The global market for organic personal care products is a budding industry, and it's one that's intrinsically tied to the "new green revolution," which is good news for environmental activists. By 2020, the organic personal care market is expected to grow to $15.98 billion, according to findings from Grand View Research, a California-based market research firm.
"Adoption of Montreal Protocol and Kyoto Protocol in the U.S. and Canada for restricting greenhouse gas emissions has forced personal care manufacturers to utilize natural ingredients in their product," reads a press release announcing the findings. "Aforementioned factors for promoting use of natural ingredients in personal care products are expected to favor industry growth over the forecast period."

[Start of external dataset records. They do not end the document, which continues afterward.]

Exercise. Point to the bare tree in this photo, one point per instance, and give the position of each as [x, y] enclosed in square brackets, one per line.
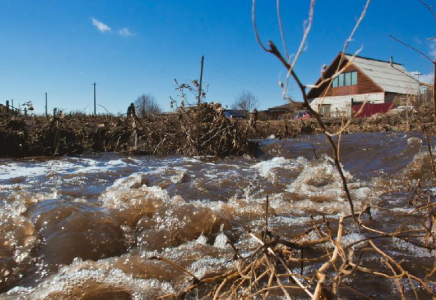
[245, 101]
[147, 106]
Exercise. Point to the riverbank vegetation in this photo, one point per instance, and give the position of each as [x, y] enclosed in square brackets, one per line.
[190, 131]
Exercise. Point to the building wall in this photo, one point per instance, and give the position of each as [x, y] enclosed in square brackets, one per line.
[341, 105]
[364, 86]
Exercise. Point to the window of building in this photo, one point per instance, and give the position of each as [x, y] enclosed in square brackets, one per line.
[345, 79]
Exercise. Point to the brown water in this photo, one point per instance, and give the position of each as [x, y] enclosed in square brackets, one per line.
[84, 227]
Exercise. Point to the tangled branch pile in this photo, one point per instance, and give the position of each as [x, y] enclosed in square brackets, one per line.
[199, 130]
[319, 264]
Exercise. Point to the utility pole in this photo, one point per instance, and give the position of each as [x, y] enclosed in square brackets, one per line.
[417, 74]
[201, 80]
[95, 98]
[46, 106]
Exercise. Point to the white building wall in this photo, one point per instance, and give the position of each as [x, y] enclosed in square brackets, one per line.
[341, 105]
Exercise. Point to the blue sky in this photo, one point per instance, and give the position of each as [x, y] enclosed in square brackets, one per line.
[139, 46]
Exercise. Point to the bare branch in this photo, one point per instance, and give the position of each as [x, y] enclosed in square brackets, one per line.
[279, 17]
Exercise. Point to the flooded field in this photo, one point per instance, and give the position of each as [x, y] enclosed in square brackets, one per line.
[86, 227]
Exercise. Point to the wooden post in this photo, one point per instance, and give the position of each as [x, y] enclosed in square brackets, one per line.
[201, 81]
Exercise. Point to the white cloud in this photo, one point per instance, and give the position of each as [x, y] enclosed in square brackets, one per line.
[100, 26]
[125, 32]
[427, 78]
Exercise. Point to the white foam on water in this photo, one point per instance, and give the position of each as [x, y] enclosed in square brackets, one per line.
[265, 167]
[76, 283]
[14, 170]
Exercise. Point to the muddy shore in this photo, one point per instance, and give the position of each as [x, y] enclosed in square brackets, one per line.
[199, 131]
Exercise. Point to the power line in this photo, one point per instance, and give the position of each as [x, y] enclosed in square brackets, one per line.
[216, 67]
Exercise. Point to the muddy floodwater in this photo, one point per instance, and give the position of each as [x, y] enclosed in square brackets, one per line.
[85, 227]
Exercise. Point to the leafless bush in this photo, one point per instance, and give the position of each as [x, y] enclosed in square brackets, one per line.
[245, 101]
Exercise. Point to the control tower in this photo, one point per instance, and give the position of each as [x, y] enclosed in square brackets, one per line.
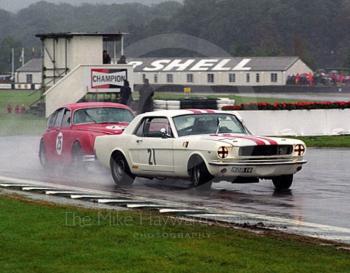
[74, 66]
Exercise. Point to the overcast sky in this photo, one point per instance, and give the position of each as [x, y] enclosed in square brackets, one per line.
[15, 5]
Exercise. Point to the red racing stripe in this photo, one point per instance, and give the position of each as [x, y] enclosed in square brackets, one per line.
[195, 111]
[257, 141]
[269, 140]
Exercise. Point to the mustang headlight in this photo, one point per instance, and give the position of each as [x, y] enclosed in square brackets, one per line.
[299, 149]
[223, 152]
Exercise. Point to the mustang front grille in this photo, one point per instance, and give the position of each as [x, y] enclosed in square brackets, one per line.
[268, 150]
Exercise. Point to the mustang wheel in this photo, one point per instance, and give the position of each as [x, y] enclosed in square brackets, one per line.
[77, 155]
[283, 182]
[120, 171]
[42, 155]
[200, 176]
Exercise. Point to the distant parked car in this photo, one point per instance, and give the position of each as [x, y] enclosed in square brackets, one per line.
[72, 130]
[199, 145]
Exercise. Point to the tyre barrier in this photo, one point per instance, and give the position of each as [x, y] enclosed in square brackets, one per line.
[192, 104]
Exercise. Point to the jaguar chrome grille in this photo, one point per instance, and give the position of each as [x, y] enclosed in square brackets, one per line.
[268, 150]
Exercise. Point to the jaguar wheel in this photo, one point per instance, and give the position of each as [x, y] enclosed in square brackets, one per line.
[42, 155]
[77, 155]
[120, 171]
[283, 182]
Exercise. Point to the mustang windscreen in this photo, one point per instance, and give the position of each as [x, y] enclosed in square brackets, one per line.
[208, 124]
[102, 115]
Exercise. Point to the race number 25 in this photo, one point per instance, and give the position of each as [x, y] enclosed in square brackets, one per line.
[152, 157]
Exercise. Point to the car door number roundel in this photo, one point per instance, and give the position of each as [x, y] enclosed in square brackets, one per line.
[152, 157]
[59, 143]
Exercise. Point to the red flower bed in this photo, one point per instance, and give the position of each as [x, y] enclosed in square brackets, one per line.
[304, 105]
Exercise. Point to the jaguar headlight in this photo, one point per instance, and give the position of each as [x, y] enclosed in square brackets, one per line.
[299, 149]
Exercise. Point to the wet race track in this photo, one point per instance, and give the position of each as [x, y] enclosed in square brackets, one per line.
[320, 193]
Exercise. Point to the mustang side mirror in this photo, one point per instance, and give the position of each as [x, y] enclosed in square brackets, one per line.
[164, 133]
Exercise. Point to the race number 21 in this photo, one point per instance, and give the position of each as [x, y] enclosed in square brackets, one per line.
[152, 157]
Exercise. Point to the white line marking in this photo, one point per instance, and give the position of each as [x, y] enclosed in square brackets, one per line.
[281, 221]
[179, 211]
[14, 185]
[35, 189]
[139, 206]
[118, 201]
[75, 196]
[52, 192]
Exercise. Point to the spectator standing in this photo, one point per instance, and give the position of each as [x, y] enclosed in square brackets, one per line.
[9, 108]
[106, 57]
[146, 97]
[125, 94]
[122, 60]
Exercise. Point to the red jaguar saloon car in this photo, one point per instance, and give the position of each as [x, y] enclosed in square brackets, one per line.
[72, 130]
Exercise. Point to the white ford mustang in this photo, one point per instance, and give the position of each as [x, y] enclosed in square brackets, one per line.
[200, 145]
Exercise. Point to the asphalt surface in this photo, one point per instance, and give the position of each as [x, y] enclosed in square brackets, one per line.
[320, 193]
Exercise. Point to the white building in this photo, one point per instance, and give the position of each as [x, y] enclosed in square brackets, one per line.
[30, 73]
[204, 72]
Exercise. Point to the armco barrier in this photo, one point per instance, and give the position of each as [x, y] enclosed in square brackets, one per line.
[297, 122]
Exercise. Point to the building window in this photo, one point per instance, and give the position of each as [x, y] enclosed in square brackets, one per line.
[190, 78]
[170, 78]
[274, 77]
[257, 77]
[211, 78]
[29, 78]
[232, 77]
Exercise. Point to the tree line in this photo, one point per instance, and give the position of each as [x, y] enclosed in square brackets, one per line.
[315, 30]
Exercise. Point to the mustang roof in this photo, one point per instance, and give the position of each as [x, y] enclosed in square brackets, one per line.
[175, 113]
[84, 105]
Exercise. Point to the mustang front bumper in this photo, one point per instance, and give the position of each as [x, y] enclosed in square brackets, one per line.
[262, 169]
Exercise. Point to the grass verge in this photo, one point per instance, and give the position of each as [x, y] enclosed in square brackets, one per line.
[327, 141]
[21, 124]
[38, 237]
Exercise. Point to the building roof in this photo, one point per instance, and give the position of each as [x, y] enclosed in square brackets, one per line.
[67, 35]
[85, 105]
[213, 64]
[34, 65]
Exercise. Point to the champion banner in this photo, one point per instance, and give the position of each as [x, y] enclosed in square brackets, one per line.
[108, 78]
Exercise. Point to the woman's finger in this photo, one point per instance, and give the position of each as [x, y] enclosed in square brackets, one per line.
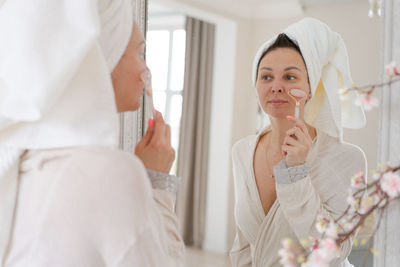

Regulating organic products: Though the Food and Drug Administration regulates products labeled as organic, the department has yet to adopt a formal definition for the term. "FDA regulates cosmetics under the authority of the Federal Food, Drug, and Cosmetic Act (FD&C Act) and the Fair Packaging and Labeling Act (FPLA)," the organization explains in a statement. "The term 'organic' is not defined in either of these laws or the regulations that FDA enforces under their authority."
Instead, the Agricultural Marketing Service of the U.S. Department of Agriculture (USDA) is in charge of the National Organic Program (NOP), which in turn holds brands accountable for labeling standards, which it defines based on the percentage of organic ingredients that make up a given product.
It's important to note that, due to the projection that the organic personal care marketplace is expected to grow significantly in the coming years, many brands are strategizing to get on board. This can, at times, lead to heavy marketing campaigns that can obfuscate a product's actual ingredients.
Natural or nah? Just because a product is organic, that doesn't mean it's innately safer than non-organic products. "An ingredient's source does not determine its safety," reads a statement from the FDA. "For example, many plants, whether or not they are organically grown, contain substances that may be toxic or allergenic."
And the word "natural" carries no weight at all. Brands are free to use the label at their discretion. And big brands that may not have eco-friendly practices in their DNA are looking to get involved — take Clorox's 2007 Burt's Bees acquisition for instance.
"'Natural' has a fairly sturdy antonym — artificial, or synthetic — and, at least on a scale of relative values, it's not hard to say which of two things is 'more natural' than the other: cane sugar or high-fructose corn syrup? Chicken or chicken nuggets? G.M.O.s or heirloom seeds?" author Michael Pollan wrote in an April article for the New York Times. "The most natural foods in the supermarket seldom bother with the word; any food product that feels compelled to tell you it's natural in all likelihood is not."